62 Mitgliedsvereine zählt der Kreisverband der Gartenfreunde Stendal. Am Sonnabend zeichneten sie die Gewinner des Gartenwettbewerbs 2014 aus, den Kreisverband und Volksstimme gemeinsam ausrichteten.

Stendal l "Gärtnern macht Spaß und Freude", verkündete Peter Riebeseel im Brustton der Überzeugung am Sonnabend im Stendaler Kleingartenverein "Hoher Kranz". Das traf gleich im doppelten Sinn zu, ehrte doch der Präsident des Landesverbandes der Gartenfreunde und Geschäftsführer des Kreisverbandes die Sieger des Gartenwettbewerbs 2014. Da wurde die Freude am Gärtnern mit Pokalen, Urkunden, Prämien noch vergoldet.

Der gemeinsame Wettbewerb von Gartenfreunden und Volksstimme läuft schon seit Jahrzehnten. 1993 oder 1994 sei der Startschuss gefallen, erinnerte sich Gerhard Peters, der dem ersten Vorstand des Kreisverbandes angehörte, und erzählte: "Wir haben als Erste den Wettbewerb durchgeführt." Auch Hans-Joachim Weinstrauch sprach von einer Vorreiterrolle und sagte: "Andere haben die Idee von uns übernommen. Aus Wittenberg und Salzwedel haben sie sich bei uns erkundigt."

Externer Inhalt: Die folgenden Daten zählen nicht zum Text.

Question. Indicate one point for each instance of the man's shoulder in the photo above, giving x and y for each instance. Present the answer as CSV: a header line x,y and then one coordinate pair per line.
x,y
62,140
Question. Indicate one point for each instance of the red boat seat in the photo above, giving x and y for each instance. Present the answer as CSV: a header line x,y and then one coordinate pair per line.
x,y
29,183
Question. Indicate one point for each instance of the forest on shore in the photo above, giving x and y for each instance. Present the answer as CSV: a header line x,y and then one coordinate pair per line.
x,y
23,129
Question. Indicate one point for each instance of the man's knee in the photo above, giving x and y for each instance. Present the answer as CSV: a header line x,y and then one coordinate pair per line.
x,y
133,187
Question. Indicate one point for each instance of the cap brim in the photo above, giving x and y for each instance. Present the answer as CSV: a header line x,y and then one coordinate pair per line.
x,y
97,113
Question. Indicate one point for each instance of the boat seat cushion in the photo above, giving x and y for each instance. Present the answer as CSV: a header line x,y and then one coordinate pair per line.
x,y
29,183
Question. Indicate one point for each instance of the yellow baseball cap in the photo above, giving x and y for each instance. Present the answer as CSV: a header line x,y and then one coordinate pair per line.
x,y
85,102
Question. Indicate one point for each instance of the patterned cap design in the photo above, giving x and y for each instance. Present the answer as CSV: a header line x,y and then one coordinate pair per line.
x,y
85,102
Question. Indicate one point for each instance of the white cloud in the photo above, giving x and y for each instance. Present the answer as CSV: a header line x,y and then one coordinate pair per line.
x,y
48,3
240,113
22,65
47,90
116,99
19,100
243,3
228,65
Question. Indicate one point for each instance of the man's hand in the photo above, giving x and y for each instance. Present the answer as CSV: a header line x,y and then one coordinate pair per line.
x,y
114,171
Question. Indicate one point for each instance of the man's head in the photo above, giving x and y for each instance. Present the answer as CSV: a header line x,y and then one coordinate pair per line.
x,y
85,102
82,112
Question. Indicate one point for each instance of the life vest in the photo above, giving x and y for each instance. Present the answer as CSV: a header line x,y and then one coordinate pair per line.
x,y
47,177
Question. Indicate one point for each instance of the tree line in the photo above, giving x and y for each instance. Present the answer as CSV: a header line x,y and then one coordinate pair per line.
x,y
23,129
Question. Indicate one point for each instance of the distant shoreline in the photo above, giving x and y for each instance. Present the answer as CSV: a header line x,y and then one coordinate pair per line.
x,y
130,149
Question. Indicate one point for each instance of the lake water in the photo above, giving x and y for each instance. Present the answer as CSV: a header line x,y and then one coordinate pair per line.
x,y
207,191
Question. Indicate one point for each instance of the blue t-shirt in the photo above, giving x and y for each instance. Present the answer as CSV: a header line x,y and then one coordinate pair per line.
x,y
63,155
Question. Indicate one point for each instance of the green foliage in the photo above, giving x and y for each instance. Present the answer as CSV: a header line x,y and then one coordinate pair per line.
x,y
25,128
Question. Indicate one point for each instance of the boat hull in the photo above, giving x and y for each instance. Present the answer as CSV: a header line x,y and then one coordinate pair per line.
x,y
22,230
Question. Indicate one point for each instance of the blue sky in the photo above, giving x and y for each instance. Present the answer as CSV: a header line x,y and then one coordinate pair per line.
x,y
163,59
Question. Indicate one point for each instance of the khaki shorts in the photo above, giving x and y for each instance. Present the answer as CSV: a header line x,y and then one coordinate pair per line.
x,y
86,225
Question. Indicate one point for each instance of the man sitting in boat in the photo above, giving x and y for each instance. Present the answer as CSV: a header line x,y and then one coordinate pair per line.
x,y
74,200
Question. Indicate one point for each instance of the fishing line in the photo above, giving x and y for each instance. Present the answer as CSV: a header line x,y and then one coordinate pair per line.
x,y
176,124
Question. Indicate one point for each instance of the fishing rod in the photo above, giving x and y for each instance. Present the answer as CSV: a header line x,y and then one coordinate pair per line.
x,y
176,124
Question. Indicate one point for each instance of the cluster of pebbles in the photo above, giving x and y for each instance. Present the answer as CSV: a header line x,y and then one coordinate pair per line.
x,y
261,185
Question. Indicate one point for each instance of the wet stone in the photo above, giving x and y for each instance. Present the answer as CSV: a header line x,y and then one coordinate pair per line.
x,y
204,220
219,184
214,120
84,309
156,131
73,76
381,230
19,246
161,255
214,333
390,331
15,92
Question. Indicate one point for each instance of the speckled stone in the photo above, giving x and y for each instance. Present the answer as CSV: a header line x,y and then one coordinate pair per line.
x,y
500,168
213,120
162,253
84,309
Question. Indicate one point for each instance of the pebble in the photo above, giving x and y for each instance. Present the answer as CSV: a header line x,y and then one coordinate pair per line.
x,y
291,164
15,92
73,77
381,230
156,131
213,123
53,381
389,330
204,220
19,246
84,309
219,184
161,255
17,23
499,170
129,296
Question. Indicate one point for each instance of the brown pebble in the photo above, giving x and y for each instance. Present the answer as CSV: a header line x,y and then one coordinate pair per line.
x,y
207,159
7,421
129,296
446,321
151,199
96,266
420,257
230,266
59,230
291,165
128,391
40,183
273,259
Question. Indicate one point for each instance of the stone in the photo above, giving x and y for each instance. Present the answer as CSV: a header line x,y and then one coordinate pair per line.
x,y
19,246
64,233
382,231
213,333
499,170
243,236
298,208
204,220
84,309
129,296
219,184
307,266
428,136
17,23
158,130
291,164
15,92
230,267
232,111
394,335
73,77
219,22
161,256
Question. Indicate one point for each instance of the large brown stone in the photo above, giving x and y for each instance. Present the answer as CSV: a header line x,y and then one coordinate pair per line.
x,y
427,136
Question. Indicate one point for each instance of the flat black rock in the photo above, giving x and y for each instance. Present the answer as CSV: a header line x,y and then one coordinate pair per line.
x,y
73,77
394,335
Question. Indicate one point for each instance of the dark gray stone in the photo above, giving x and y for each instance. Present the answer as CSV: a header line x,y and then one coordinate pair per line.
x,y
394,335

Hälfte der Kleingärtenfläche ist kommunales Land

Inzwischen hat der Gartenwettbewerb im Kreis Stendal seinen festen Platz. Rund 3000 Mitglieder haben die 62 Kleingartenvereine, die dem Kreisverband angehören. Sie gärtnern auf insgesamt 139 Hektar.

"Die Spitze ist dichter zusammengerückt", schätzte Riebeseel während der Auswertung des Wettbewerbs ein. Bei den Vereinen mit bis zu 60 Parzellen trennen den siegreichen "Sonnenschein" aus Havelberg und den Zehnplatzierten gerade einmal vier Punkte. Das sei ein Indiz des "hohen Niveaus der Vorstandsarbeit" in den meisten Gartenvereinen. Er nutzte die Ehrung, um die Wettbewerbskommission für ihre Tätigkeit zu loben. Binnen drei Wochen nahm sie die Anlagen in Augenschein. Riebeseel dankte Marita Gothe, Bernd Zimmermann, Georg Wilke, Paul Heim und Manfred Meckel. Besonders nette Worte hielt er für Kommissionsleiter Meckel bereit, der erkrankt ist, sich aber auf dem Wege der Besserung befindet.

Neben Kreisverband und Volksstimme warteten auch die Hansestadt Stendal sowie Tangerhütte und Havelberg mit Pokalen auf. Für Riebeseel dokumentiert das nicht nur die "Verbundenheit zwischen Kleingartenvereinen und Kommunen", sondern ist das auch folgerichtig. "50 Prozent der Fläche unserer Gartenvereine im Kreis Stendal ist kommunales Land. Wir pflegen es und halten es instand", erklärte der Präsident und meinte, ohne das Kleingartenwesen drohe Verwilderung und Vermüllung.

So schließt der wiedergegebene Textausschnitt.